There have been many monsters over the years who are basically an anthropomorphic version of animal or insects, and ants were arguably covered by the Zarbi in
The Web Planet. These Ants, though, are even less interesting, and their shiny metal carapaces don't help matters. Mindless drones, they don't generate much fear in themselves, just for who they serve.
Ship is a pretty sound sci-fi idea, and the opening chapters well explain the brutal situation of processing. It's rather a loss when the story finally gets back to Ship, where everyone has been processed, and it's a straight fight between the Doctor, Ace and Kadiatu. And that's a bit of an anti-climax, for Ship's final attempt to process the Time Lord results in its own death, and Kadiatu's exit.

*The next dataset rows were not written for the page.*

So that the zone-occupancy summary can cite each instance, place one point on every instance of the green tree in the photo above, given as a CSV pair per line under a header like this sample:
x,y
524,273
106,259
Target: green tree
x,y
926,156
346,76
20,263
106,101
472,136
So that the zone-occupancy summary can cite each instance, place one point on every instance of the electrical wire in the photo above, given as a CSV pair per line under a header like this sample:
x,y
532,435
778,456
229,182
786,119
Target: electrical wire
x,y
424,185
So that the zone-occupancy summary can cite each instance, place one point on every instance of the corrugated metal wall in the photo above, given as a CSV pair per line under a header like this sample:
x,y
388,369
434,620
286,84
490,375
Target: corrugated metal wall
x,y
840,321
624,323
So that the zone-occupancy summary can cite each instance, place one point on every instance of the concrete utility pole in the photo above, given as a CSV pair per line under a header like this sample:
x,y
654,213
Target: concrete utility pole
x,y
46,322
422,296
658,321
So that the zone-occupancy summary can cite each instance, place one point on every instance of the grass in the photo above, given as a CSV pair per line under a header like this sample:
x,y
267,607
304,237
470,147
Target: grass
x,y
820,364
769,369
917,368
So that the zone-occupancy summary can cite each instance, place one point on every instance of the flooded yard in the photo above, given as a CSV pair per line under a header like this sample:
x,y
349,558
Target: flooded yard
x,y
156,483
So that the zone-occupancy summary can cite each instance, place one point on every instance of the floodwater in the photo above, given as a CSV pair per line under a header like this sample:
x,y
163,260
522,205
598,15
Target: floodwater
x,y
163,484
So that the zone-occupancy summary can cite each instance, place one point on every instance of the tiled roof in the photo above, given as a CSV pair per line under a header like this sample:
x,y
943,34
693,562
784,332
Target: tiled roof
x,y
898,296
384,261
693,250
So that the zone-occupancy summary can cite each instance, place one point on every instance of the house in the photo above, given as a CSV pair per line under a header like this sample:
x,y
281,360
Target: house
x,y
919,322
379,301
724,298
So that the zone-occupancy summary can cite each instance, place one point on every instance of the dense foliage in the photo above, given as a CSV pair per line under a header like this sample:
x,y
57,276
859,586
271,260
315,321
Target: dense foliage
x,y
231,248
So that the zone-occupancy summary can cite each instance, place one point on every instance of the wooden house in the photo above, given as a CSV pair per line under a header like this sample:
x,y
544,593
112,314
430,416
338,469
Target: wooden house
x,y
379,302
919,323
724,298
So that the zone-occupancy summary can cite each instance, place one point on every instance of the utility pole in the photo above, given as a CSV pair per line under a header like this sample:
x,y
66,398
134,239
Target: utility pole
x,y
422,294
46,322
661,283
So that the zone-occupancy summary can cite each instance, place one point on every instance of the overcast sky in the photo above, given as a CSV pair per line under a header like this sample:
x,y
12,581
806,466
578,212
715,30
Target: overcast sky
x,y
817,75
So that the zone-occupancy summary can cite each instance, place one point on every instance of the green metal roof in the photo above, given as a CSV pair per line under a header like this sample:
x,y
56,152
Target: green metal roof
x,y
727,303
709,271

So in the end, it comes back down to Ace, who decides far too arbitrarily to jump ship (!) and settle down, attempting to cover for Kadiatu's mistakes. Needing a setting that could reference an unseen scene in
Silver Nemesis is one of the fundamental failings of the whole New Adventure range, but at least her departure is left with the scope for her occasional return. She came a long, long way from home, and finished up back there. Perhaps there's a lesson there.
On the whole, whilst a slow book to begin with, and the whole middle is a long sideline from the main plot, once it picks up, it passes pretty entertainingly.
Disclaimer: I own a copy of this book.